Pendant plusieurs années, je ne me suis pas regardée pédaler

stressed woman

Pendant plusieurs années, je ne me suis pas regardée aller, je ne me suis pas regardée pédaler.

Je ne me voyais pas courir de gauche à droite en quête du temps qui n’existait plus depuis bien longtemps. Je ne me voyais pas essayer de tout contrôler, de tout réaliser sans jamais me permettre de rien lâcher. Sans jamais me permettre de me tromper ou d’abandonner.
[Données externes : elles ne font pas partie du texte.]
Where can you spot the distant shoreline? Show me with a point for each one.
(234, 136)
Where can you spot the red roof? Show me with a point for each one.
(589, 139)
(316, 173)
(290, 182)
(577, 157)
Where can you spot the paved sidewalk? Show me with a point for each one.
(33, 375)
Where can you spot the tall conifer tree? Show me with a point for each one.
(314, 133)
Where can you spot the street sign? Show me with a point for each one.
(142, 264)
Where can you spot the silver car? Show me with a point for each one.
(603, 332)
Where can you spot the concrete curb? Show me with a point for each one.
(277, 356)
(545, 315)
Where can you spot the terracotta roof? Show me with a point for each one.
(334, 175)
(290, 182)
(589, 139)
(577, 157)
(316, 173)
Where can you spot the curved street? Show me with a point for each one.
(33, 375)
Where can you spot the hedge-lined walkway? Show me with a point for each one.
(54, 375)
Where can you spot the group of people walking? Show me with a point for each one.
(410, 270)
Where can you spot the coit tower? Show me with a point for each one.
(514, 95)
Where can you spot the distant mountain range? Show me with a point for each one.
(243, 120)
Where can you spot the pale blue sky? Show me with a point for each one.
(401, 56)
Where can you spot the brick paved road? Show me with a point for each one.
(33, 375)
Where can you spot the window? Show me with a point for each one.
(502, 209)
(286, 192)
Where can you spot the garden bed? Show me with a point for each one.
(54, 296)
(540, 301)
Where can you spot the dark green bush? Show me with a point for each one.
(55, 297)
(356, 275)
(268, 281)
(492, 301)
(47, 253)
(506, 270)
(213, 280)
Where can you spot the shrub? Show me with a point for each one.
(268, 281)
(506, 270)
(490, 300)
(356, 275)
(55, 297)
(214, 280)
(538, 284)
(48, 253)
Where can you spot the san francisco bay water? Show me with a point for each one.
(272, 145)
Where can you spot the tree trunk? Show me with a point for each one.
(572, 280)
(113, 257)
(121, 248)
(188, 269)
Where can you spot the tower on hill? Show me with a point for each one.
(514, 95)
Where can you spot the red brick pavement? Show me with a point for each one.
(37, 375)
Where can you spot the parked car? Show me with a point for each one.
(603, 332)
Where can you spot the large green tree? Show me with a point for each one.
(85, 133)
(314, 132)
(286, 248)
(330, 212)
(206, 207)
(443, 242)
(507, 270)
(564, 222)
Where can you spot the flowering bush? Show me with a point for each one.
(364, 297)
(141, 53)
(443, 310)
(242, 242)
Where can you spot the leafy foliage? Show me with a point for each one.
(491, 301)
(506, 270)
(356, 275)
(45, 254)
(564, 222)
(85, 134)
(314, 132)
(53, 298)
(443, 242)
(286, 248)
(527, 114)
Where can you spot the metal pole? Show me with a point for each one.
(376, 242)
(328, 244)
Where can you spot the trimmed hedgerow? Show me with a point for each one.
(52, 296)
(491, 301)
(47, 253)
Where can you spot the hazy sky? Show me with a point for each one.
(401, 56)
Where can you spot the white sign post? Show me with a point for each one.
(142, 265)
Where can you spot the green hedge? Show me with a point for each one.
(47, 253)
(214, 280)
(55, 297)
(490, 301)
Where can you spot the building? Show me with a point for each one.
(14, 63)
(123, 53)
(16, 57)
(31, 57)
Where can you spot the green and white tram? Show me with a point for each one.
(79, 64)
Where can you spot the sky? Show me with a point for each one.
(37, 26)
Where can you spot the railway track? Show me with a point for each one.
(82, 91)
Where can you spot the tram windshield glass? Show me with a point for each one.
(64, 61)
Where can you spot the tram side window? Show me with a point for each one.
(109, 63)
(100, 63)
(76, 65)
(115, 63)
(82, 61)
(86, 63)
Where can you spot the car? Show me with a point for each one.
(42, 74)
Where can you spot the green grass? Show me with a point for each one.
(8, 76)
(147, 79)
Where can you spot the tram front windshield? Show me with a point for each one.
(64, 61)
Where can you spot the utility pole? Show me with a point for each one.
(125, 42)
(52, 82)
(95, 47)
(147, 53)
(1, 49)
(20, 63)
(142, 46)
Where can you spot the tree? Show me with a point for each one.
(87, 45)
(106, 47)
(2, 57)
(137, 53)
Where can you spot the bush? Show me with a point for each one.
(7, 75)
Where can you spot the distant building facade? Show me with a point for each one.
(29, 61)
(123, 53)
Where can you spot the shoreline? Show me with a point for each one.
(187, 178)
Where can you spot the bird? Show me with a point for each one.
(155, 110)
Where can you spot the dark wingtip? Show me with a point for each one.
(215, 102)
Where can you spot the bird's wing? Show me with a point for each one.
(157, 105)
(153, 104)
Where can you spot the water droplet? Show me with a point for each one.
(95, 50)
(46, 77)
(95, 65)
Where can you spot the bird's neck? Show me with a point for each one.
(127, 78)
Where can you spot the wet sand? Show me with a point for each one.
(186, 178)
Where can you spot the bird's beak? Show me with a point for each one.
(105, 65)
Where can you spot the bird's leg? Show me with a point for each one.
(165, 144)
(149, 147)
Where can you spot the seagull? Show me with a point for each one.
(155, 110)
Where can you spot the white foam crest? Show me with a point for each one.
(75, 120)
La vérité, c’est que ça ne pouvait pas continuer et je risquais de me brûler, mais je l’ignorais.

Mon corps a commencé par m’envoyer des signaux pour me faire comprendre que je devais m’arrêter. Prendre le temps de souffler. Maux de tête, maux de cou, maux de dos. Peut-être que j’aurais pu m’attarder à comprendre la source de mes maux. Mais non, entêtée, j’ai continué.

Ensuite, ça a frappé un peu plus fort. Peut-être que j’aurais pu me raisonner. Qui sait ? Épisodes de tristesse, étourdissements, insomnie, sautes d’humeur, crises d’anxiété. Mais non, entêtée, ça ne m’a toujours pas arrêtée. J’ai continué de travailler autant, de me surpasser constamment. J’ai continué de tenir mon bout malgré le peu d’énergie qui me restait après toutes mes nuits d’insomnie passées debout.

Puis c’est mon âme qui m’a lâchée. Je suis sortie de chez le médecin avec un diagnostic de dépression majeure et d’anxiété généralisée, une prescription d’antidépresseur et un arrêt de travail  inscrits sur un simple petit bout de papier. Pendant plusieurs mois, je n’ai pas eu le choix de me reposer, de faire du ménage obligé. Du ménage dans les gens qui m’entourent et dans les obligations non essentielles qui pesaient beaucoup trop lourd. Du ménage dans les émotions négatives qui me rendaient fragilement naïve. Du ménage dans tout ce qui me drainait du temps et de l’énergie depuis beaucoup trop longtemps.

Après plusieurs mois à remonter la pente, j’ai repris des forces et je me sens confiante.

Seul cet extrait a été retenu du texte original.